Clues from FOMC Minutes

01/15/2014 12:01 am EST

Focus: BONDS

Jim Jubak

Founder and Editor,

The minutes from the FOMC meeting that resulted in a reduction in their bond buying, reveals some interesting views on the impact of their bond buying, says MoneyShows' Jim Jubak.

On January 8, the Fed released its minutes from the December 18 meeting of the Federal Open Market Committee. Everyone wanted to see what those minutes said, because that meeting in December was the meeting where the Fed decided not to taper, so there's a lot of stuff there. People were looking for some guidance on the economy. They're looking to see what the Fed's take was on how strong the US economy was going to grow, and they figured that would be the reason that the Fed had decided to taper, and that would clearly be in the minutes.

What's most interesting to me about the minutes, however, is that a lot of the Fed's thinking, a lot of the Fed's reasoning behind deciding to stop buying $85 billion a month in treasuries and mortgage backed assets and instead going down to $75, with the idea that, at some point, it would go down to zero, was that a lot of Fed voices saying, “Hey, you know, we're not getting very much effect out of this. We may indeed have run through the usefulness of quantitative easing. We may not be really changing interest rates very much. We may not be making the US economy grow faster, and indeed, if we're not getting very much positive effect for this, we're still adding $85 million a month to the balance sheet. The risk that we get from that balance sheet increase far outweighs any benefit that we're getting from those purchases, so, maybe we should just stop the purchases, since we're not getting enough benefit to outweigh the risk, let's indeed go with reducing purchases so we reduce the risk.”

That, to me, was surprising because it has a huge impact, if you think about the Fed's role as a, sort of, pioneer of quantitative easing in the way that it's caught on, really with the banks, particularly the Bank of Japan, and where the ECB, the European Central Bank is deciding not to go down that route but it's still possible for them. For the Fed to come out and say, “Hey, there is an end point, there's a point where this technique is not useful anymore, there's a point where it's too risky given the limited benefits, that really does, indeed, start to put some parameters.”

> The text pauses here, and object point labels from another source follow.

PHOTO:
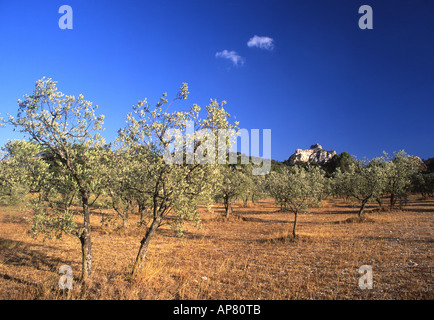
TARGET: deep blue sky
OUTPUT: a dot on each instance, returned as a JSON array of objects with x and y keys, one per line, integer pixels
[{"x": 325, "y": 81}]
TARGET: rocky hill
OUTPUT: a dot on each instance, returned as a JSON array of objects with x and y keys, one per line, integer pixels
[{"x": 314, "y": 154}]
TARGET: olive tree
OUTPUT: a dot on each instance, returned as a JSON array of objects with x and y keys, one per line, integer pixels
[
  {"x": 296, "y": 189},
  {"x": 362, "y": 182},
  {"x": 400, "y": 170},
  {"x": 233, "y": 183},
  {"x": 176, "y": 167},
  {"x": 68, "y": 127},
  {"x": 21, "y": 171}
]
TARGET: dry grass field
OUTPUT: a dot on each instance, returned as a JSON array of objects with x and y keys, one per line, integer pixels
[{"x": 247, "y": 256}]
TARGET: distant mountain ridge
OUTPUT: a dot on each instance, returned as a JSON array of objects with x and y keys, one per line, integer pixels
[{"x": 315, "y": 153}]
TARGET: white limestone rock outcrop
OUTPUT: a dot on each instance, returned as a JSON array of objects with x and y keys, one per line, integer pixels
[{"x": 315, "y": 154}]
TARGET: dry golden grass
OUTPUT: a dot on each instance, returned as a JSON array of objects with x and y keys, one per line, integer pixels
[{"x": 247, "y": 256}]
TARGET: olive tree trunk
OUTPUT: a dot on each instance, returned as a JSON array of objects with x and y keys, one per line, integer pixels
[
  {"x": 85, "y": 239},
  {"x": 144, "y": 244}
]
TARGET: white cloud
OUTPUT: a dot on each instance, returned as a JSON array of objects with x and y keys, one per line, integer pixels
[
  {"x": 231, "y": 55},
  {"x": 266, "y": 43}
]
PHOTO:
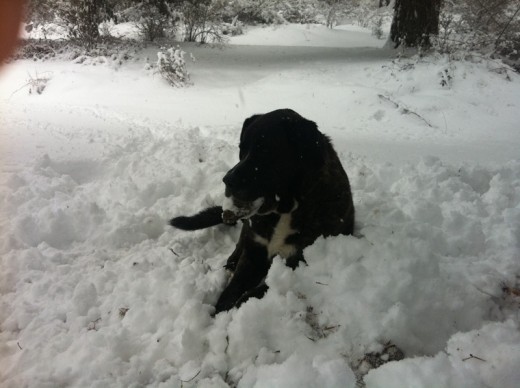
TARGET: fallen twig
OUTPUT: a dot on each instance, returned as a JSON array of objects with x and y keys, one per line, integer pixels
[
  {"x": 473, "y": 356},
  {"x": 404, "y": 110}
]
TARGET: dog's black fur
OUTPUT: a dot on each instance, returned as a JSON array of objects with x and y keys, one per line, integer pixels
[{"x": 285, "y": 160}]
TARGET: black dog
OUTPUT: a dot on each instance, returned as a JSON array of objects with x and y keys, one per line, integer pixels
[{"x": 288, "y": 188}]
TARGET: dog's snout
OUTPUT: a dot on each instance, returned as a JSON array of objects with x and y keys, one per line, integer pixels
[{"x": 230, "y": 179}]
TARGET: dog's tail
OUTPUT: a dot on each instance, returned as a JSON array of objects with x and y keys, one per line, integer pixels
[{"x": 208, "y": 217}]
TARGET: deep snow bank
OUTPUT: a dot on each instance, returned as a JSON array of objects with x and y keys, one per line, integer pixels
[{"x": 98, "y": 292}]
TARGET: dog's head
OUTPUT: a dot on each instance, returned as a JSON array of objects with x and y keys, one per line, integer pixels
[{"x": 276, "y": 150}]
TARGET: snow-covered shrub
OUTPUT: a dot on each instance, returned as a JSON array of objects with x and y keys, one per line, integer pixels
[
  {"x": 172, "y": 67},
  {"x": 36, "y": 83},
  {"x": 152, "y": 24},
  {"x": 300, "y": 11},
  {"x": 489, "y": 28},
  {"x": 202, "y": 20}
]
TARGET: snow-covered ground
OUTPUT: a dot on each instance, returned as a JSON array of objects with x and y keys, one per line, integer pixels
[{"x": 96, "y": 289}]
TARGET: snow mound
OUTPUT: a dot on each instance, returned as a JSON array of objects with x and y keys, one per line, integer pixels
[
  {"x": 316, "y": 35},
  {"x": 97, "y": 291}
]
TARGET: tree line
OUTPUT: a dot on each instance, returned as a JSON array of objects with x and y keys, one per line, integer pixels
[{"x": 449, "y": 24}]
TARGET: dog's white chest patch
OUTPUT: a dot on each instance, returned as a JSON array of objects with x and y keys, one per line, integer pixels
[{"x": 277, "y": 245}]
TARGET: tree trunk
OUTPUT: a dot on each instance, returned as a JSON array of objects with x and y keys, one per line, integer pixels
[{"x": 414, "y": 22}]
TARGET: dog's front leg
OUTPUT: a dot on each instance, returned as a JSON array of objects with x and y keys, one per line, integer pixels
[{"x": 251, "y": 269}]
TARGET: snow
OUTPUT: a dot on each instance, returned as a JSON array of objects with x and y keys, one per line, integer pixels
[{"x": 96, "y": 289}]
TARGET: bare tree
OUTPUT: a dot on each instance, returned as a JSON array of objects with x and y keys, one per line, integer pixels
[{"x": 414, "y": 22}]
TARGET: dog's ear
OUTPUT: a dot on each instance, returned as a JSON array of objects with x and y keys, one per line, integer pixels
[
  {"x": 247, "y": 123},
  {"x": 310, "y": 144}
]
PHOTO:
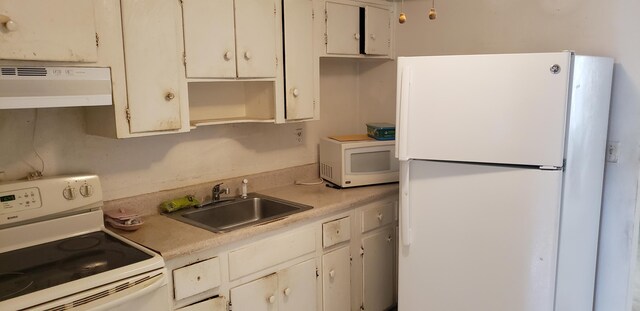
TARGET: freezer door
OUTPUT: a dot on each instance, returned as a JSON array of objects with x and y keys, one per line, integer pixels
[
  {"x": 482, "y": 237},
  {"x": 509, "y": 108}
]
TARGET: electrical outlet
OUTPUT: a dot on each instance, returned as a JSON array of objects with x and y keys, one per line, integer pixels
[
  {"x": 613, "y": 151},
  {"x": 299, "y": 135}
]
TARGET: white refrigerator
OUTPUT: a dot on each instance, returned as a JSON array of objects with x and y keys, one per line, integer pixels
[{"x": 502, "y": 160}]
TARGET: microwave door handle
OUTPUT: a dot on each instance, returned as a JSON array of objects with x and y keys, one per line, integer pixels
[
  {"x": 402, "y": 114},
  {"x": 405, "y": 204}
]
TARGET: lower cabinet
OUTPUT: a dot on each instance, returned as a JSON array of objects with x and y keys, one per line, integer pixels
[
  {"x": 346, "y": 262},
  {"x": 291, "y": 289},
  {"x": 378, "y": 273},
  {"x": 336, "y": 280}
]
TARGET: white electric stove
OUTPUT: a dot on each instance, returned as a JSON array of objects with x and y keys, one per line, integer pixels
[{"x": 55, "y": 253}]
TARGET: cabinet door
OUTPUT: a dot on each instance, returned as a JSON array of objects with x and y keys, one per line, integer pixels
[
  {"x": 256, "y": 38},
  {"x": 297, "y": 287},
  {"x": 48, "y": 30},
  {"x": 378, "y": 31},
  {"x": 209, "y": 38},
  {"x": 299, "y": 68},
  {"x": 378, "y": 269},
  {"x": 259, "y": 295},
  {"x": 152, "y": 62},
  {"x": 336, "y": 280},
  {"x": 343, "y": 28}
]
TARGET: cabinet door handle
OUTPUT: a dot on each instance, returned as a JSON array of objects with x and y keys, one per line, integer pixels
[{"x": 228, "y": 56}]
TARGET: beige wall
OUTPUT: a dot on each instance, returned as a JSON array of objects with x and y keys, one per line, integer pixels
[
  {"x": 143, "y": 165},
  {"x": 593, "y": 27}
]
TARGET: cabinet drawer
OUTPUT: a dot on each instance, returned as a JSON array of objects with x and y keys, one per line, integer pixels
[
  {"x": 336, "y": 231},
  {"x": 196, "y": 278},
  {"x": 270, "y": 252},
  {"x": 215, "y": 304},
  {"x": 378, "y": 215}
]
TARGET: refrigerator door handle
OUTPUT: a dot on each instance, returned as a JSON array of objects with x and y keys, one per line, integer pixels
[
  {"x": 402, "y": 114},
  {"x": 405, "y": 207}
]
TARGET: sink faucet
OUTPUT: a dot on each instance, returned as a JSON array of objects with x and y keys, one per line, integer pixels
[{"x": 216, "y": 191}]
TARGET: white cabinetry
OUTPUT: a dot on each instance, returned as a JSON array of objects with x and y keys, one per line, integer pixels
[
  {"x": 216, "y": 49},
  {"x": 48, "y": 30},
  {"x": 378, "y": 262},
  {"x": 377, "y": 265},
  {"x": 301, "y": 63},
  {"x": 336, "y": 280},
  {"x": 291, "y": 289},
  {"x": 233, "y": 59},
  {"x": 152, "y": 60},
  {"x": 343, "y": 262},
  {"x": 357, "y": 29}
]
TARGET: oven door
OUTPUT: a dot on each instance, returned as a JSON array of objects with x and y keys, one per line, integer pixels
[{"x": 146, "y": 292}]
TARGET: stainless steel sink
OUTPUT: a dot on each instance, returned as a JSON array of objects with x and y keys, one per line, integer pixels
[{"x": 238, "y": 213}]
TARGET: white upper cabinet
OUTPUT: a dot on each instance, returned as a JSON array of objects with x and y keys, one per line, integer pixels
[
  {"x": 356, "y": 29},
  {"x": 301, "y": 68},
  {"x": 48, "y": 30},
  {"x": 209, "y": 38},
  {"x": 152, "y": 61},
  {"x": 256, "y": 38},
  {"x": 229, "y": 39},
  {"x": 343, "y": 28},
  {"x": 377, "y": 34}
]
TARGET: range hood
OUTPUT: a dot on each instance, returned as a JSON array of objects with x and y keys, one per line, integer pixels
[{"x": 47, "y": 87}]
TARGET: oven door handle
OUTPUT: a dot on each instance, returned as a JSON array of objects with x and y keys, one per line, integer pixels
[{"x": 158, "y": 281}]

I think it makes it less likely that the European Central Bank will do a program of quantitative easing. European economy is still growing too slowly. European inflation is still nonexistent, so the ECB needs to do something about stimulating those economies, but it's pretty clear that they don't want to do quantitative easing, and I think the statement from the Fed adds to that argument.

On the other hand, the Bank of Japan is clearly into quantitative easing. Proportionately, they're buying way more in assets than the Fed ever did, to try to get the Japanese economy finally out of its deflationary period, but there again, I think they're likely to look at this and go, “Okay, these guys were saying there is some point at which the benefit of that diminishes. We need to watch out for that, that means that we can't do this forever,” and I think that's really the most interesting, most important thing, most important thing for global financial markets in the Fed minutes from their December 18 meeting.

This is Jim Jubak for the video network.